Nanoelectronics

Higher education teachers: Smole Franc
Collaborators: Lipovšek Benjamin

Subject description

Prerequisits:

Enrolment in the 1st year of 2nd cycle masters study programme in Electrical Engineering and basic knowledge of semiconductor electronics

Content (Syllabus outline):

• Definition of nanoelectronics and nanotechnology. An outlook of nanoscience. Review processes for manufacturing nanostructures. The top-down approach. The bottom-up approach. Device scaling and nonideal effects. Self-assembly. Molecular nanoelectronics. Switches and complex molecular devices. Nanoelectronic circuit architectures. Computer architectures based on molecular electronics. Electromagnetic, optical and electronic properties of nanostructures.
• Transport properties of semiconductor nanostructures. Single-electron transistor. Nanomagnetics and spintronics. Polymer electronics. Organic active and passive devices and circuits. Nanophotonics. Quantum dots, quantum wells and quantum wires. Carbon nanotubes and nanowires. Structure and properties of carbon nanotubes. Electronic, optoelectronic, magnetic, chemical and thermoelectrical properties of carbon nanotubes. Electronic devices and circuits based on nanotubes. Chemical and biological nanosensors. Nano- and micromachines. Modeling and simulation of quantum- and nanosystems.

Objectives and competences:

The aim of the course is to upgrade definitions and concepts and to introduce students with research trends in the field of nanoelectronics and to survey characteristics of already investigated structures, devices and systems.

Intended learning outcomes:

Student will acquire knowledge from rapidly developing field of nanoelectronics and nanotechnologies through gained ability to understand the concepts ofnanoelectronics, including one-electron phenomenons and electronic transport in nanoscopic systems. In addition, the nanoelectronic applications of quantum wells, dots and wires will be explained.

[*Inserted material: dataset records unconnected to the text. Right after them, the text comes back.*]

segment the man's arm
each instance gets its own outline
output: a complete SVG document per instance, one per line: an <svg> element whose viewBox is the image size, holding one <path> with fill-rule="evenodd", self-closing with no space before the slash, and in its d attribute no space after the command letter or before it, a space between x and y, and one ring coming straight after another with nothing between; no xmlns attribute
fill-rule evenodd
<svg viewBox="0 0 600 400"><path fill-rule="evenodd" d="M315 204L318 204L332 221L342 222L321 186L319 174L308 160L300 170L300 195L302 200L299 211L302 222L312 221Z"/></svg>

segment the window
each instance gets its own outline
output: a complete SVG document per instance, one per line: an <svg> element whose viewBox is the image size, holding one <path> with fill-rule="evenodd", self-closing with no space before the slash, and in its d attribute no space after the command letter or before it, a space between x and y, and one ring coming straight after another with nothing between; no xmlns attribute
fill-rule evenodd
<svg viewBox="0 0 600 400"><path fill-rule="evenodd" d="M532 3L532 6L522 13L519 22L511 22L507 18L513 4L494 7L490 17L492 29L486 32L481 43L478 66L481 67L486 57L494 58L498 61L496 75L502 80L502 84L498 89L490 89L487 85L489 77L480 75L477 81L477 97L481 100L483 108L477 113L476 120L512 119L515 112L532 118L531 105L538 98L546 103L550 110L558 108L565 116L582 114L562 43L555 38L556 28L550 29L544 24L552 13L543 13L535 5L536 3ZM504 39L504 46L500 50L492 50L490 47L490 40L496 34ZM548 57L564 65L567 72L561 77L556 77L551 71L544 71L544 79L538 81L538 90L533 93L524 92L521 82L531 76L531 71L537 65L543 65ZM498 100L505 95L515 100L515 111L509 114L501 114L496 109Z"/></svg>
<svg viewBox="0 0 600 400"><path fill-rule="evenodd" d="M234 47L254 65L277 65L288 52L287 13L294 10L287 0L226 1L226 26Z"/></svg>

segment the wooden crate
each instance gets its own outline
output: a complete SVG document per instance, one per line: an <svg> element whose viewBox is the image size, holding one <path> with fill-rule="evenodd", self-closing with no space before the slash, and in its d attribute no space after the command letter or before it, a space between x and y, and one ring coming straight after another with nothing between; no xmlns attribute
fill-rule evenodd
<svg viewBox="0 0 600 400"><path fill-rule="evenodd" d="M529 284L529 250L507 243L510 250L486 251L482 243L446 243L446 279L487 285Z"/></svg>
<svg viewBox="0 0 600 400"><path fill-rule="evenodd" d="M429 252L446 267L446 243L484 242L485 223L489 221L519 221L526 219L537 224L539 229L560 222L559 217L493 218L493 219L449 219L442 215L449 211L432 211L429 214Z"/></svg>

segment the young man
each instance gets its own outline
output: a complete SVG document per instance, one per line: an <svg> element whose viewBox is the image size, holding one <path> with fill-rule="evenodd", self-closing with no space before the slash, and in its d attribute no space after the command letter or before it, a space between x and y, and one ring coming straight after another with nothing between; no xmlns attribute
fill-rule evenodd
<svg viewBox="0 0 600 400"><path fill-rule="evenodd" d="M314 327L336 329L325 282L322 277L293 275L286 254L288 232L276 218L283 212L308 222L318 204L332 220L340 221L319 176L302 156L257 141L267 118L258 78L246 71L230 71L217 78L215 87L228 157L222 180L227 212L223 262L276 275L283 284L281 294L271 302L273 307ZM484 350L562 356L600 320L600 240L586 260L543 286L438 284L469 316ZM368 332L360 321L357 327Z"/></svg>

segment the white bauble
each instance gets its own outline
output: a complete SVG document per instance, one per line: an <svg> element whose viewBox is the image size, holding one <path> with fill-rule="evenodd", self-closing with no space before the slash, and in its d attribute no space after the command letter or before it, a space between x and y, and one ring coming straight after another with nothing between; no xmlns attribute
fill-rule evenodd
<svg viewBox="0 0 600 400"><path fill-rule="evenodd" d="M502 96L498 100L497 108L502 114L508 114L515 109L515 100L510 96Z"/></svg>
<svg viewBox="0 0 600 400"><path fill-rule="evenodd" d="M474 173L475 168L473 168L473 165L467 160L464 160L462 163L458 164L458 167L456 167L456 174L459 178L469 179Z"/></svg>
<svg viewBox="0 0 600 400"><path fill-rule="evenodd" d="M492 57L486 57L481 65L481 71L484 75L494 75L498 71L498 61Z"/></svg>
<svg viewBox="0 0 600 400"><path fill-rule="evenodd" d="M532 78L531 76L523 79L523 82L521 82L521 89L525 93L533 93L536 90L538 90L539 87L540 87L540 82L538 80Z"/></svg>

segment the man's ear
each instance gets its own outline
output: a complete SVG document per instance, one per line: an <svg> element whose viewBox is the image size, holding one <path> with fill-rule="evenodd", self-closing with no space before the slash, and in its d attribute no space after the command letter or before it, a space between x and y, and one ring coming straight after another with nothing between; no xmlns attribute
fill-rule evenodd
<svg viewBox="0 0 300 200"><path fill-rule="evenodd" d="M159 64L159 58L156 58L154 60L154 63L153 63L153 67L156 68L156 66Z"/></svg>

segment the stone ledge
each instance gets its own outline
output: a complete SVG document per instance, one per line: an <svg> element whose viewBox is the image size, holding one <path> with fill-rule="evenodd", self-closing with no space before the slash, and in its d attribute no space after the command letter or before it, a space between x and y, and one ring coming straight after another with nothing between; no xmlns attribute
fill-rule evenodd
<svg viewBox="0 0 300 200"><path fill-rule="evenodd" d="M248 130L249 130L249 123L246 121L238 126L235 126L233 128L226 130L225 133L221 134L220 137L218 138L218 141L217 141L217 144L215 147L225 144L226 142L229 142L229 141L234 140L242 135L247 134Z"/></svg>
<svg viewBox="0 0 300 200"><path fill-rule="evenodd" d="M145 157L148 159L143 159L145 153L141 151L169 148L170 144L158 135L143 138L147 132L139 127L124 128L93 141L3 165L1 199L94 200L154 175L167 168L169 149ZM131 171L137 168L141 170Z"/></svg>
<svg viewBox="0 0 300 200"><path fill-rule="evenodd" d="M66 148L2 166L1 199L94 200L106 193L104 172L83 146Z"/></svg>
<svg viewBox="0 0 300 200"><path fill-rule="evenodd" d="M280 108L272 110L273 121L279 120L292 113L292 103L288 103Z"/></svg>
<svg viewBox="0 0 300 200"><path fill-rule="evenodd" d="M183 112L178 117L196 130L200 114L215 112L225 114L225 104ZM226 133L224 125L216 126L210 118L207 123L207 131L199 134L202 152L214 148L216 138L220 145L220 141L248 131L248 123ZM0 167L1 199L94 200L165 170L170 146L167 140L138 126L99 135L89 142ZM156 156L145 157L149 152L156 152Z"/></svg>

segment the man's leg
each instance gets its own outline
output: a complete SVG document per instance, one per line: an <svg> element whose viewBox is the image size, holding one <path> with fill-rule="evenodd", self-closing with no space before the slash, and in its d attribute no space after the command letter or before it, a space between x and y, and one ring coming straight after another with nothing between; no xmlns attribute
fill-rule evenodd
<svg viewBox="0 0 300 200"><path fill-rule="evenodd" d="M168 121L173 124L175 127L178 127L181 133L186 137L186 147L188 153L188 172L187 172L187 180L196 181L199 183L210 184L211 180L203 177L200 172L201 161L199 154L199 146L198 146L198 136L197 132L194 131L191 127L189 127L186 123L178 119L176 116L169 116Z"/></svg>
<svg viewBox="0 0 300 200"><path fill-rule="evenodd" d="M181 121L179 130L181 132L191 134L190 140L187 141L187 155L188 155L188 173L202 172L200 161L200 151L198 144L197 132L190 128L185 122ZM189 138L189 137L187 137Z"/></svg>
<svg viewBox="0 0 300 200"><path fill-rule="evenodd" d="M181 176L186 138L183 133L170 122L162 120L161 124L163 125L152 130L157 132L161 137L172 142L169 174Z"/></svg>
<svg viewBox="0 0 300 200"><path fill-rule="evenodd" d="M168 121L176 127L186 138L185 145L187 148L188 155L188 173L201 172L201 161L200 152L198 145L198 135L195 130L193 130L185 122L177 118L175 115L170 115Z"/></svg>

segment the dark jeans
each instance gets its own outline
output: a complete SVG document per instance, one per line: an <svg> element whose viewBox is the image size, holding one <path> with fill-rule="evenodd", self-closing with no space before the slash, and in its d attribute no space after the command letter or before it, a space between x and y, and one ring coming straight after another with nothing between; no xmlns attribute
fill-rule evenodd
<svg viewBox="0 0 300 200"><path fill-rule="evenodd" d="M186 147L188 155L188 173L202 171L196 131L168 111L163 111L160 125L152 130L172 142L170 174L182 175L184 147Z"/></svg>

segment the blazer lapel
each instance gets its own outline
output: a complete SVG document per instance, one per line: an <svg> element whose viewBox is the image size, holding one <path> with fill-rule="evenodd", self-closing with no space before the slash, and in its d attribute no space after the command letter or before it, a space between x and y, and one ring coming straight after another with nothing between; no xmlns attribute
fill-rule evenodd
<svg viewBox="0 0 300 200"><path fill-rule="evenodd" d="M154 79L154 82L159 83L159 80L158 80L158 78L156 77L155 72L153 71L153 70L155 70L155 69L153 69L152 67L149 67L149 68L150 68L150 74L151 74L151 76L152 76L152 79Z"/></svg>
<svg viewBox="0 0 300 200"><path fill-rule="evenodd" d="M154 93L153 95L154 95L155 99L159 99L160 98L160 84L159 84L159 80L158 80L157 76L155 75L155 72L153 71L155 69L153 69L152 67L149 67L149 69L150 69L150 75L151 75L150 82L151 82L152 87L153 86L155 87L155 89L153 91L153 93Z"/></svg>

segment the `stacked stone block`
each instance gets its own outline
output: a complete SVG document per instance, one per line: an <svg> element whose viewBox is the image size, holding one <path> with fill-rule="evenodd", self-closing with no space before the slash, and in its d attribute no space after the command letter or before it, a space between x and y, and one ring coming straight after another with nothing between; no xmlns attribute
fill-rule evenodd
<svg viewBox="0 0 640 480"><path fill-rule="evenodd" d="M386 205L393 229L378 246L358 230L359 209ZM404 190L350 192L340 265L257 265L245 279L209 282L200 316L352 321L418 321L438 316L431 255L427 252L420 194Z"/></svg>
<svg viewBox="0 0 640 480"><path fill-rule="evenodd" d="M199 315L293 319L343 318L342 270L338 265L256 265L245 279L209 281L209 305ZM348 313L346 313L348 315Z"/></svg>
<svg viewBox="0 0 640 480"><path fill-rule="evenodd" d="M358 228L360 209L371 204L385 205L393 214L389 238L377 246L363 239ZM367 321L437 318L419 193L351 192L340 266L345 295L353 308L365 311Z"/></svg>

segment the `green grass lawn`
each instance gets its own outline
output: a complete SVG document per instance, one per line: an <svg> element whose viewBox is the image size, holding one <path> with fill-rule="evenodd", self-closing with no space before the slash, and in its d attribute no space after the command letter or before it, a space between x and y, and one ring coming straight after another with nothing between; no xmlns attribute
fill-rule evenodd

Learning and teaching methods:

lectures, laboratory assignments

Study materials

Readings:

1. William A. Goddard, Donald W. Brenner, Sergey Edward Lyshevski, Gerald J. Iafrate,
2. Nanoscience, Engineering, and Technology, CRC Press LLC, 2012.
3. Paul Harrison, Quantum Wells, Wires and Dots, Theoretical and Computational Physics of
4. Semiconductor Nanostructures, John Wiley & Sons, Ltd, 2009.
5. Edward L. Wolf, Nanophysics and Nanotechnology, Wiley-VCH Verlag GmbH & Co. KGaA, 2008.
6. M. Meyyappan, Carbon Nanotubes, Science and Applications, CRC Press LLC, 2005.
7. George W. Hanson, Fundamentals of Nanoelectronics, Pearson Prentice Hall, 2008.
8. F. Smole, Nanoelektronika, Založba FE in FRI, 2014, 355 str., ISBN 978-961-243-250-8.